La combinación de TINA con las retóricas de la intransigencia diseña una pinza perfecta para que, ya sea desde el gobierno o desde la oposición, las fuerzas de la reacción, apoyadas por sus no pocos voceros mediáticos, garanticen que las cosas sigan siendo como deberían (o que, como la peor de las alternativas, no puedan ser de otro modo). Para el economista radical Michael Albert, el éxito de TINA es el mayor obstáculo para “la participación popular y la disidencia con el objetivo de construir algo mejor, porque nos hace creer que intentarlo es inútil. (...) ”¿Me estás pidiendo que luche contra la gravedad? (...) Vamos, despierta, deja de luchar contra lo que es inevitable“, así es como lo ve la mayor parte de la gente. (...) Si no hay alternativa a la pobreza, tampoco tiene sentido que haya un movimiento en contra de ella.” Y la mejor manera de combatir el éxito de la TINA, afirma, es sabiendo hacia dónde se quiere ir.
Las fuerzas de progreso no han sido capaces de contestar de manera creíble a estos planteamientos durante tres décadas más que de manera puntual (a pesar de intentos bien intencionados de desenmascarar las trampas del lenguaje neoliberal, como el reciente No nos lo creemos. Una lectura crítica del lenguaje neoliberal, Clara Valverde, Icaria, 2013). Las retóricas de la reacción y la falta de alternativas reaparecen cada poco, como la mala hierba, para liderar el desarrollo social o para devolverlo al cruce en el cual algún infortunio histórico lo hizo descarrilar. Y parece que tampoco han sido capaces de usar las mismas herramientas en beneficio propio o que, cuando lo han intentado, su filo se demostraba romo para sus propósitos.
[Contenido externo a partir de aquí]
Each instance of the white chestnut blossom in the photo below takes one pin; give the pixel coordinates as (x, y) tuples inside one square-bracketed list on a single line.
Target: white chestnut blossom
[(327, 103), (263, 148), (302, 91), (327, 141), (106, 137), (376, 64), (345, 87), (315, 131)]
Puede que Margaret Thatcher llevara a cabo muchas políticas que no nos gustaría sufrir en nuestras propias carnes. Pero este, aunque menor, es, sin duda, su peor legado. Porque da a sus conmilitones las herramientas necesarias para intentar replicar ya no una de sus acciones concretas, sino todas ellas e incluso otras que ella jamás hubiera alcanzado siquiera a imaginar.